Nous avons dû déchirer ce Mothafucka: l'héritage du soulèvement de L.A.

Le soulèvement de Los Angeles a commencé après le passage à tabac du travailleur de la construction afro-américain Rodney King. Le 3 mars 1991, le LAPD a arrêté King et quatre policiers l'ont battu à un pouce de sa vie. Ce qui rend le cas de King unique par rapport à d'autres exemples de brutalités policières, c'est que ses coups ont été enregistrés. Ces images se sont rapidement répandues à travers le pays. La police a tenté de justifier leur abus de pouvoir, affirmant à tort que King était sous PCP et qu'il les avait attaqués.

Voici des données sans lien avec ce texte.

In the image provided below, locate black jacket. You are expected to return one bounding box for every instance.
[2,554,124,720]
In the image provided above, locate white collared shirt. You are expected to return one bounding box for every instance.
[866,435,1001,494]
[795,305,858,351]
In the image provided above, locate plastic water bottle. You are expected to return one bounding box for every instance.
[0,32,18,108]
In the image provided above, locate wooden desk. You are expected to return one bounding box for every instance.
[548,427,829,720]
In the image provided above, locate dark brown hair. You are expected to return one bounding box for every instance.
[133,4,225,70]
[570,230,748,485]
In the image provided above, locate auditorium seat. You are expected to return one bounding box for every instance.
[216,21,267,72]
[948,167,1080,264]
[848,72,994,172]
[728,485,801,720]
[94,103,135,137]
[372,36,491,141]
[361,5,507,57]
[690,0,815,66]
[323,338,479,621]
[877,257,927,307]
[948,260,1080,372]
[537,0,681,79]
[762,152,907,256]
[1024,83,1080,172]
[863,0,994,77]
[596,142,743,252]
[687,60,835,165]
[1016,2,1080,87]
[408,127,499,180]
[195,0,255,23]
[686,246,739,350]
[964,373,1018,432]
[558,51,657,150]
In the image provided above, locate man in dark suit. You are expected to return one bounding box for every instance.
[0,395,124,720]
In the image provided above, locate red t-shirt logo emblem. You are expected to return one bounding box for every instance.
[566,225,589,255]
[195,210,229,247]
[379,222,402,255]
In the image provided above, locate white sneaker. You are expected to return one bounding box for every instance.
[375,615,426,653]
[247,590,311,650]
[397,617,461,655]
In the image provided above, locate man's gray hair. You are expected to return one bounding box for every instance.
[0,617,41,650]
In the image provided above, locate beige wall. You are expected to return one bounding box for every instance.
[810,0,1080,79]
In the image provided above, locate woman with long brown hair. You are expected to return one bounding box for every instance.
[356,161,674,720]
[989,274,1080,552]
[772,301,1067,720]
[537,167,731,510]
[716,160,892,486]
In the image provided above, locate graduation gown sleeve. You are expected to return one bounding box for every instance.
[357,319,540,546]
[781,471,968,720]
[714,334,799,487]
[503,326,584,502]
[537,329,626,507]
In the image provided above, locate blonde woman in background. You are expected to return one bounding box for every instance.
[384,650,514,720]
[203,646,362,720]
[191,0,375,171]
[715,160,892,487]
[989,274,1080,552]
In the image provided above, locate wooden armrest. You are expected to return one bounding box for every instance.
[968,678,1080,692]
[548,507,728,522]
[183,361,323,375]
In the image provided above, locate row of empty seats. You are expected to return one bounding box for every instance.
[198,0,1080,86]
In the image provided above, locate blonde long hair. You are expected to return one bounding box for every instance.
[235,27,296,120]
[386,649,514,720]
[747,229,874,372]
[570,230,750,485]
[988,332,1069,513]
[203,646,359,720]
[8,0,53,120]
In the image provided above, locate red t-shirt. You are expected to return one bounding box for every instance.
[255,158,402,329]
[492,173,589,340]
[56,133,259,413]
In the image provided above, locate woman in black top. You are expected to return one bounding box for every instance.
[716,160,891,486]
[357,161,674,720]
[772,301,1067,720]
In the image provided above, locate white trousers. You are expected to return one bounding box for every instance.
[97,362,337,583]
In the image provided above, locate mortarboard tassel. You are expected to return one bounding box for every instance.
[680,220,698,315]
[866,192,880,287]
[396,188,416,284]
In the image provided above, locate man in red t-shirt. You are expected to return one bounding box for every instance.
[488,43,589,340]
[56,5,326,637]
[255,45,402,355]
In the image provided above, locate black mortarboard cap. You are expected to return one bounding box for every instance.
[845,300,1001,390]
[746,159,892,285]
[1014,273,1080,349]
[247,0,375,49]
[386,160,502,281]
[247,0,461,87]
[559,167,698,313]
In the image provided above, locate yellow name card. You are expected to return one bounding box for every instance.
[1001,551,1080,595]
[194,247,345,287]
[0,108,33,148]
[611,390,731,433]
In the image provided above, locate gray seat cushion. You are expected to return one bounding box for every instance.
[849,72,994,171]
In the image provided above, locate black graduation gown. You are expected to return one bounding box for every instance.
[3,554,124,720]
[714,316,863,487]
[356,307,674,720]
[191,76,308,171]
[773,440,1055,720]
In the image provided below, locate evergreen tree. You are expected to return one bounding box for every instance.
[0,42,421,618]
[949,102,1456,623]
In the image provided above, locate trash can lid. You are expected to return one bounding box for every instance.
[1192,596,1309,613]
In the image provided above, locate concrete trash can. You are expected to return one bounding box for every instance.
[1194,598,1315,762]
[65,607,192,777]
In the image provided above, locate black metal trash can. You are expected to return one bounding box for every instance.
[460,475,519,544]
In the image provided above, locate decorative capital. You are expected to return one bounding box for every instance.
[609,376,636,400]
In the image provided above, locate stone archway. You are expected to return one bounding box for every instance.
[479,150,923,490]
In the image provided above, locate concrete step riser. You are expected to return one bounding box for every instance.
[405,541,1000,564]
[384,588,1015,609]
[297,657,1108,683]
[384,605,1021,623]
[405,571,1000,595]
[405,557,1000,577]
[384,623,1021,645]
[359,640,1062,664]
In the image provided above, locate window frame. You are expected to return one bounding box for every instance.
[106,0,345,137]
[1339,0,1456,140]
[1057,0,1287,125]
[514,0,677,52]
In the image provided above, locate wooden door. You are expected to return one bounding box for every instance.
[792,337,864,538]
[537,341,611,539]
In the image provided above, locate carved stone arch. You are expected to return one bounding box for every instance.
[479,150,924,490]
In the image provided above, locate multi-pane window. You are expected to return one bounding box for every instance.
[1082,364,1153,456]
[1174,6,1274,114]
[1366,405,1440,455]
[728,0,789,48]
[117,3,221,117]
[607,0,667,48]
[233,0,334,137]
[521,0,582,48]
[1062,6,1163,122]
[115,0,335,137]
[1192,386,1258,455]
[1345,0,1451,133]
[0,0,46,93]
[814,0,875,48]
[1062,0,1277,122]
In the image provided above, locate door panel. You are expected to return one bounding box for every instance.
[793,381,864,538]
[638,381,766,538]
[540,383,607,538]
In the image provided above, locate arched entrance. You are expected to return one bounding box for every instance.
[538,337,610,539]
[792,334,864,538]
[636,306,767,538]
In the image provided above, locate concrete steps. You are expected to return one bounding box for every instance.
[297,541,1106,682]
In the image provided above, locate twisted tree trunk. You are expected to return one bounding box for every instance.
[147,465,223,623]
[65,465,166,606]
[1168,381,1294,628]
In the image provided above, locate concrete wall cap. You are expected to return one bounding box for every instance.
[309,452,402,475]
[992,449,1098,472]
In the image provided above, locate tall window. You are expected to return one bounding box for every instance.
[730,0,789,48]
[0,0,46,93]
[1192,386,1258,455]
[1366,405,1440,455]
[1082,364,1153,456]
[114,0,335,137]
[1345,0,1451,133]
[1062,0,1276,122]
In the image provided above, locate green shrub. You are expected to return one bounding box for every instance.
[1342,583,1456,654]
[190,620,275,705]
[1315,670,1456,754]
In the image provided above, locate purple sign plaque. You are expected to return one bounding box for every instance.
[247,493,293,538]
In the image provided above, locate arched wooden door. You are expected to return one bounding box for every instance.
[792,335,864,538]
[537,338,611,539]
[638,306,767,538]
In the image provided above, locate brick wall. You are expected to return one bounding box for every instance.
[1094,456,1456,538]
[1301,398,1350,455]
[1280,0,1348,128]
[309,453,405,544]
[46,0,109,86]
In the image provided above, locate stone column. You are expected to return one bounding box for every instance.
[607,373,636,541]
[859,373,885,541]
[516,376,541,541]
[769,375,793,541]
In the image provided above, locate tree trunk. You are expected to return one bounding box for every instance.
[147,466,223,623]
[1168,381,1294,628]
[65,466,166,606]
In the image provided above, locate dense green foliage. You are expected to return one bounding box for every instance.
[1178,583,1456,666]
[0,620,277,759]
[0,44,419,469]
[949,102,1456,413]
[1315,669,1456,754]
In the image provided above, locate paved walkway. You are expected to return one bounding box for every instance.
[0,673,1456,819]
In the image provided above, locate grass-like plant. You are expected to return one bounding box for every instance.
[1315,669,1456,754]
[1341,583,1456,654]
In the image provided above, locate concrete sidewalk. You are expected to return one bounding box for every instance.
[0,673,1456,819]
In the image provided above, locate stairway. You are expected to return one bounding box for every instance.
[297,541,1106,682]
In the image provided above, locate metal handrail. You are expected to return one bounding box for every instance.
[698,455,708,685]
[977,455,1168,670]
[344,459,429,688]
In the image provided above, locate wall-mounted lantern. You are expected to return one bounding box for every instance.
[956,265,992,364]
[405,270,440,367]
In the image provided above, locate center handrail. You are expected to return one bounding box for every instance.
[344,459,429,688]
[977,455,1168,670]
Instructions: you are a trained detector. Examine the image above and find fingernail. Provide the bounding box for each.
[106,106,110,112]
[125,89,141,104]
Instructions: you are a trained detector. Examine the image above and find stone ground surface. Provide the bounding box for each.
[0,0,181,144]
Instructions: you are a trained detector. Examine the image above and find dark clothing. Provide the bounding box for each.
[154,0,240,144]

La colère était si répandue que les procureurs ont inculpé les officiers en question, espérant apaiser le tollé général.

Cependant, un verdict de «non-culpabilité» était presque garanti lorsque le lieu a été transféré dans la vallée de Simi, presque entièrement blanche. Le 29 avril 1992, les agents ont été acquittés de toutes les accusations. Ce n'était pas le seul exemple de justice niée. Treize jours avant le passage à tabac de King, une fille noire de 15 ans, Latasha Harlins, a été tuée par le propriétaire coréen du dépanneur Soon Ja Du, qui l’a accusée de vol de jus d’orange. Ja Du n'a été condamné à aucune peine de prison pour le meurtre, mais seulement à la probation et au service communautaire. Ces événements ne semblaient être que des exemples supplémentaires de l'injustice systémique que ces communautés avaient subie à maintes reprises.

Baiser la police

Au cours du procès, Rodney King était devenu un symbole de l'expérience quotidienne des jeunes Noirs dans les rues de Los Angeles, qui n'avaient rien connu d'autre que la brutalité du LAPD, exacerbée par les tensions sociales causées par le chômage et la pauvreté. Maintenant, les gens ont refusé d’accepter le verdict du tribunal et ont rendu le leur. En moins d'une heure après le verdict, des centaines de personnes se sont rassemblées dans les rues devant les magasins et devant les postes de police. Ils ont crié «Pas de justice! Pas de paix!" et "Fuck the Police!"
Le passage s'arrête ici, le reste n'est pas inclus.